According to the second embodiment of the present invention, therefore, the corona discharge suppression effect can be greatly improved by maintaining the internal pressure of the individual coils at about the atmospheric pressure, and the voltage acting between the layers of the conductors of the coils can be set at a high level. This means that the dimensions of the individual coils can be made smaller than those of the prior art ones, provided that the capacities of the individual coils are the same as those of the prior art ones. Although a gas is externally supplied into the individual coils in the second embodiment, the end-enclosing resin may include a substance which emits the desired gas (the gas exhibiting the satisfactory corona discharge suppression effect) when the resin is heated in the step of heating or when the molded coil structure is heated in use. Further, although the coil or coils of cylindrical shape are illustrated by way of example, it is apparent that the present invention is equally effectively applicable to coils of disc shape.

Claims (7)

1. A molded coil structure comprising a coil of cylindrical shape formed by winding turns of a conductor around a bobbin, electrical insulator layers in sheet form wrapped around the inner and outer peripheries respectively of said coil, said layers being made by impregnating a fibrous electrical insulating material with a resin, and end-enclosing resin layers covering the end faces of said coil not covered with said sheet-form insulator layers, a gas being charged and sealed in said coil.
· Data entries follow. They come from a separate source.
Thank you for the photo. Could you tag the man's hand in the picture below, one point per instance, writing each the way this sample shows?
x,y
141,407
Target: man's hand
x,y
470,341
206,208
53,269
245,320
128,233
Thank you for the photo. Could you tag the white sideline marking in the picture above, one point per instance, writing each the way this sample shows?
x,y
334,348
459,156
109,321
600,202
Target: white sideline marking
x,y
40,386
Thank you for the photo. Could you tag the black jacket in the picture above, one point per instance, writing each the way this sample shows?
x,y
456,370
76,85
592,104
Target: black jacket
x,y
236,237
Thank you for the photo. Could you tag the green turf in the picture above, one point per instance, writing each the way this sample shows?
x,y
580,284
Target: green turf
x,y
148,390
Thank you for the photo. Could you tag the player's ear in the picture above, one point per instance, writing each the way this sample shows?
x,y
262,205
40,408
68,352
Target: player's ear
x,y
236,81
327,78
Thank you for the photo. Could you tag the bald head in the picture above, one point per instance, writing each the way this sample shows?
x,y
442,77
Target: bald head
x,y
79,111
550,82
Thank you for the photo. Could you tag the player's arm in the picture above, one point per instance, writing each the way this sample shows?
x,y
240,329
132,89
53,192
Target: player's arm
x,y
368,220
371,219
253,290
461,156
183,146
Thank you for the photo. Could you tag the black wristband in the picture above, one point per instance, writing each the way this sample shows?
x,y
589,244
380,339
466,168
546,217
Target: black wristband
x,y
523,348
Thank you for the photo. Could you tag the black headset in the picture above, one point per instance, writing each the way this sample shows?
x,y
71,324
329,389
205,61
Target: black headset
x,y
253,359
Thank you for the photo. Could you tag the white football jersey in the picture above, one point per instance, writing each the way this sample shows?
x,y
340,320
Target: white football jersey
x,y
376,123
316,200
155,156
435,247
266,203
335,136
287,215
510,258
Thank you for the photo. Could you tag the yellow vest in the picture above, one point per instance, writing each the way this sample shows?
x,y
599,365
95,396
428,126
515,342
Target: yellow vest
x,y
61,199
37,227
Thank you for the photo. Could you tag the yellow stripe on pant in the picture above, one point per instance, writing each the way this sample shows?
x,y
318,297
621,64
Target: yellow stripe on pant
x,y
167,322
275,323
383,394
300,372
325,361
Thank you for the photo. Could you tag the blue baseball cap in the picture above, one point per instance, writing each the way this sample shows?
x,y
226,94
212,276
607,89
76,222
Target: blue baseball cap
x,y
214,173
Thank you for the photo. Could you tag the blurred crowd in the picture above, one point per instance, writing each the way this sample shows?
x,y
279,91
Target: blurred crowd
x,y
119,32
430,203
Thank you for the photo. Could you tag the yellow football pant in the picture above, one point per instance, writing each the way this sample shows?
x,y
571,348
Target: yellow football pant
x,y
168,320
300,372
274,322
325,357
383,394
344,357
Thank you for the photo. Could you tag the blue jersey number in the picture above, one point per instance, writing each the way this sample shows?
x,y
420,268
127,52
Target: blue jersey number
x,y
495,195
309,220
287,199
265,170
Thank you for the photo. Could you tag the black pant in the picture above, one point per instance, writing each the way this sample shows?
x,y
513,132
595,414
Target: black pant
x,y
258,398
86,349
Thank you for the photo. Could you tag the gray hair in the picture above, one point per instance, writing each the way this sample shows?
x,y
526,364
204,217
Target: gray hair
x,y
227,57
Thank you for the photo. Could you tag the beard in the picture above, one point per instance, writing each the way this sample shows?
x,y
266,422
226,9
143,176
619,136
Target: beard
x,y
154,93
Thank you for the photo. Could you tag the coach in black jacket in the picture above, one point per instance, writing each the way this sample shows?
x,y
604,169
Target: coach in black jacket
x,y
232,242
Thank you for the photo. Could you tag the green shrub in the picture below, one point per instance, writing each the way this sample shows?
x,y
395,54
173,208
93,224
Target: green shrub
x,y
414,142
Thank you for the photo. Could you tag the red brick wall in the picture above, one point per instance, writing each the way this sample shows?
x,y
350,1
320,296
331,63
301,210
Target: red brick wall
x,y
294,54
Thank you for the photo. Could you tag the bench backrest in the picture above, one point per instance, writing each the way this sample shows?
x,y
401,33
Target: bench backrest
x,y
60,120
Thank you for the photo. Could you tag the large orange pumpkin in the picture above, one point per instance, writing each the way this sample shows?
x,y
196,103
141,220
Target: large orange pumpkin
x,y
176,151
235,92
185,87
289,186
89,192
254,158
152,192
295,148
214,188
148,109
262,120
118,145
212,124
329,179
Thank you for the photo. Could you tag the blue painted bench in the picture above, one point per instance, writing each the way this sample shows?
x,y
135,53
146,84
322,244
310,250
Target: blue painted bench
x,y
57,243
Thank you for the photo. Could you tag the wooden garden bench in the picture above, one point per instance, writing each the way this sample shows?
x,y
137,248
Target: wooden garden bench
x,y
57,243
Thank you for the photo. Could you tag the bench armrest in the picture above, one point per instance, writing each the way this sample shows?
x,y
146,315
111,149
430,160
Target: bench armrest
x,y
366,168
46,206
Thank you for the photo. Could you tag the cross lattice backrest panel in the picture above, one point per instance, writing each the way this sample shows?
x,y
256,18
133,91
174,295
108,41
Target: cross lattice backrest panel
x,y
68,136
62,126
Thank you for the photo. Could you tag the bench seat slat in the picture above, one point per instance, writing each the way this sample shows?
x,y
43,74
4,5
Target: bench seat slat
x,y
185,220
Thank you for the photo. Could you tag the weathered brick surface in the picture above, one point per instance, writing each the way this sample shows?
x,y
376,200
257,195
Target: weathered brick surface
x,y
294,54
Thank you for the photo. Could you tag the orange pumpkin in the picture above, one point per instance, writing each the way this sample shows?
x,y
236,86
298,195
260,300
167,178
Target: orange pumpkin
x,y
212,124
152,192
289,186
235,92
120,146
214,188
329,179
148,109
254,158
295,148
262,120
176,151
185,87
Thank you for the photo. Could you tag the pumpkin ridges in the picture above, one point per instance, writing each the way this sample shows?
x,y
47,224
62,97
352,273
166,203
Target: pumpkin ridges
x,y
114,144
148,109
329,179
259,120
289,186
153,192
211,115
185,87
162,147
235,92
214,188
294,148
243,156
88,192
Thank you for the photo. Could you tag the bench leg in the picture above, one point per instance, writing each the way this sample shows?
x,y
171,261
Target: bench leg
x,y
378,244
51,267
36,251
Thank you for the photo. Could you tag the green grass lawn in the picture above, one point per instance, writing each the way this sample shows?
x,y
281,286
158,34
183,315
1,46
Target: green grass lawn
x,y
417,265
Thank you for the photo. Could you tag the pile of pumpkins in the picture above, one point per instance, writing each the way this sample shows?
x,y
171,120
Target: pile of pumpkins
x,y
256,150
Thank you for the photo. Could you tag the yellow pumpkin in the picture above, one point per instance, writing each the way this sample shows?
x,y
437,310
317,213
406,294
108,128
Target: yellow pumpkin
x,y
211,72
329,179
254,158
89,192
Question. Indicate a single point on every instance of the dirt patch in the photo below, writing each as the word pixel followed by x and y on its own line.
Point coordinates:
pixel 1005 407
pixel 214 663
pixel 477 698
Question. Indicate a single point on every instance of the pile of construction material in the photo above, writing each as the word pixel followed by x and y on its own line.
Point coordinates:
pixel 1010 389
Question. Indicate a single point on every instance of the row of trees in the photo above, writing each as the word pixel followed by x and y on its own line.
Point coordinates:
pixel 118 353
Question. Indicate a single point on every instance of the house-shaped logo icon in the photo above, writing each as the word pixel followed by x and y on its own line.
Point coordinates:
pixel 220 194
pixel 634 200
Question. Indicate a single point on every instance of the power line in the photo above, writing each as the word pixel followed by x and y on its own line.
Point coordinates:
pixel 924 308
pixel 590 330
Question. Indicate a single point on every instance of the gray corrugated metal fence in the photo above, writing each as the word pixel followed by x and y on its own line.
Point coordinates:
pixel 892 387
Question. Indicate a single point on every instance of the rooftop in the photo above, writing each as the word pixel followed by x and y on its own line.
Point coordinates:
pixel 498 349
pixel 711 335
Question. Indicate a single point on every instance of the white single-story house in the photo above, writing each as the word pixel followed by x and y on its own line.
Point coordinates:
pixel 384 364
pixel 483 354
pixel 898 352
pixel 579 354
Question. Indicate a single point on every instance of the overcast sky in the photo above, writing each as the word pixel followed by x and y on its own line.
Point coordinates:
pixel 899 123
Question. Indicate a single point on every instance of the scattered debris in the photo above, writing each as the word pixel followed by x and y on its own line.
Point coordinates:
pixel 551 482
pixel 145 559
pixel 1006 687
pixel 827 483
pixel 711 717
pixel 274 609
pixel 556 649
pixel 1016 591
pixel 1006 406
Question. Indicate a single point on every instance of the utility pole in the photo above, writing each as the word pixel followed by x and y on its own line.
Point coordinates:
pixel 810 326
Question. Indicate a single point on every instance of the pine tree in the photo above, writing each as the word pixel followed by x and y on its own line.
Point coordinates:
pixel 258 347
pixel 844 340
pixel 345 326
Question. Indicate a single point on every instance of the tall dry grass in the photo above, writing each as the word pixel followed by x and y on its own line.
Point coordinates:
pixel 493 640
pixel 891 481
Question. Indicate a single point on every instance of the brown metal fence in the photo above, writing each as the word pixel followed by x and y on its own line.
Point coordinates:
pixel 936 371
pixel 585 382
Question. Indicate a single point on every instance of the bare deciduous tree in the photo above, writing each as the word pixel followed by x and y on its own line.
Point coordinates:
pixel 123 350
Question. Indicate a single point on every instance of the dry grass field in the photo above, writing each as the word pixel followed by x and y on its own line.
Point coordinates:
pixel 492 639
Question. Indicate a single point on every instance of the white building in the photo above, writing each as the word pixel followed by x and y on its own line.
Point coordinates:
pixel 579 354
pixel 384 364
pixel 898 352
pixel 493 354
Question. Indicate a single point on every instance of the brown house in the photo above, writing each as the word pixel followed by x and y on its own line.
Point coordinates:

2. A molded coil structure as claimed in Claim 1, wherein said sheet-form insulator layers are wrapped around the inner and outer peripheries respectively of said coil so as to protrude a short distance beyond the both end faces of said coil, and said end-enclosing resin layers are filled in the spaces defined between said sheet-form insulator layers and the both end faces of said coil respectively.

3. A molded coil structure as claimed in Claim 1 or 2, wherein said end-enclosing resin layers are provided by setting under heat a resin in putty form.

4. A molded coil structure as claimed in Claim 1, 2 or 3, wherein said end-enclosing resin layers include means for supplying a gas into said coil, and said gas is charged and sealed at a predetermined pressure in said coil through said gas supplying means.

5. A molded coil structure as claimed in Claim 4, wherein said gas supplying means is a pipe of a heat-resistive material.

6. A molded coil structure as claimed in Claim 4, wherein said gas supplying means is a substance which emits said gas when heated.

7. A molded coil structure constructed and arranged substantially as hereinbefore described with reference to and as illustrated in Figs. 4 to 8 of the accompanying drawings.